FAQ for MXFusion APIs

Zhenwen Dai (2019-05-30)

1. How to access a variable or a factor in my model?

There are a few ways to access a variable or a factor in a model:

  1. If a variable is named such as m.x = Variable(), we use x as the name of the variable and this variable can be accessed later by calling m.x.
  2. A factor can also be named in the way as a variable, e.g., m.f = MXFusionGluonFunction(func, 1), in which we name the wrapper of a MXNet function func as f. This function can be accessed by calling m.f.
  3. If a variable is the random variable following a distribution or the output of a function, e.g., m.x = Normal.define_variable(mx.nd.array([0]), mx.nd.array([1]), shape=(1,)), the distribution or the function can be accessed by calling m.x.factor.

3. How to access the parameters after inference?

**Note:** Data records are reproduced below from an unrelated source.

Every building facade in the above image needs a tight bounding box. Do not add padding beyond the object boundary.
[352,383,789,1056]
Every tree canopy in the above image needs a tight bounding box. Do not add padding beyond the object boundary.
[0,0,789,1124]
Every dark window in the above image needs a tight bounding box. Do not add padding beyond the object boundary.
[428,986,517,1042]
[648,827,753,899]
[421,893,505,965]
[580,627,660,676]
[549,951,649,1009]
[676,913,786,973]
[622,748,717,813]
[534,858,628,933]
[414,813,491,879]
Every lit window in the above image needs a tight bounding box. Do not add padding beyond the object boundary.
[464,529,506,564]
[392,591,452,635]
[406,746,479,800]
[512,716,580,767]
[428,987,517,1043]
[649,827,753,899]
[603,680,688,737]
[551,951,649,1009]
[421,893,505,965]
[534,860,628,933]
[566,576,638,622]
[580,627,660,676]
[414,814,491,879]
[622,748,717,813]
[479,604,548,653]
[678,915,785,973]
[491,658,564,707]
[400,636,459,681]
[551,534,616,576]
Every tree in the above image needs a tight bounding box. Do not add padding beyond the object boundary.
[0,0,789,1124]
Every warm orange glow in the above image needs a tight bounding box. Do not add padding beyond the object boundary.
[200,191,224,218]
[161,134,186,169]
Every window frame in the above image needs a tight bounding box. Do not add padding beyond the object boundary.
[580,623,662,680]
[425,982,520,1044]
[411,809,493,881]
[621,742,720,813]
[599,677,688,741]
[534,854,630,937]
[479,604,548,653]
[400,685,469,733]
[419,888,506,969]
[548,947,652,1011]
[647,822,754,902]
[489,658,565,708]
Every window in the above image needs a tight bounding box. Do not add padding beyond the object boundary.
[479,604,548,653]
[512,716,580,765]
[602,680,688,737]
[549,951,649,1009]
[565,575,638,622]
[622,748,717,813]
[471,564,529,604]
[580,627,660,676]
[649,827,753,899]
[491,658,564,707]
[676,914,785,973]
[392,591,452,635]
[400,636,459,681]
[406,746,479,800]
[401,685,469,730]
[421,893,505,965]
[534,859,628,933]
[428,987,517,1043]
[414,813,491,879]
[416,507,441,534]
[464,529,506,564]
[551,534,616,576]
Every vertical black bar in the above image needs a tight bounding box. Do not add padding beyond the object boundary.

The inference in MXFusion is done by creating an Inference object, which takes an inference algorithm as the input argument. After the execution of the inference algorithm, all estimated parameters are stored in a InferenceParameters object. If we have an Inference instance infr, the InferenceParameters can be access by infr.params. The individual parameters in the model and posterior can be obtained by passing in the reference of the corresponding variables, e.g., infr.params[m.x] returns the estimated value of the parameter x in the model m.

4. How to serialize the inference results?

Serialization can be conveniently in MXFusion by simply calling the save method of a Inference instance, which takes a filename as the input argument. An example is shown below:

m = Model()
...
infr = ...
infr.save('inference_file.zip')

To load back the inference result of a model, one need recreate the model and posterior instance and the corresponding inference instance with exactly the same configurations. Then, the estimated parameters can be loaded by calling the load method of the Inference instance. See the example below:

m = Model()
...
infr = ...
infr.load('inference_file.zip')

5. How to run the computation in single/double (float32/float64) precision?

When creating random variables from probabilistic distributions and the Inference instance, the argument dtype specifies the precision of the corresponding objects. At the moment, we only support the single and double precision by taking the value “float32” or “float64”.

Alternatively, the computation precision can be set globally by changing the default precision type:

from mxfusion.common import config
config.DEFAULT_DTYPE = 'float64'

6. How to run the computation on GPU?

When creating random variables from probabilistic distributions and the Inference instance, the argument ctx or context specifies the device in which the variables are expected to be stored. One can pass in the MXNet device reference such as mxnet.gpu() to switch the computation to be run on GPU.

Alternatively, the computational device can also be set globally by changing the default device of MXNet:

import mxnet as mx
mx.context.Context.device_ctx = mx.gpu()

7. How to view TensorBoard logs?

To use TensorBoard to inspect inference logs you must have TensorBoard and MXBoard installed. Instructions for installing these packages can be found here.

To produce the logs required for TensorBoard, pass a Logger with a log_dir (and an optional log_name) to your inference object instantiation.

infr = Inference(logger=Logger(log_dir='logs'))

To run the TensorBoard server to view the results, run the following command (for more details see here):

$ tensorboard --logdir=path/to/log-directory

Now you can open the server in a browser and view the logs.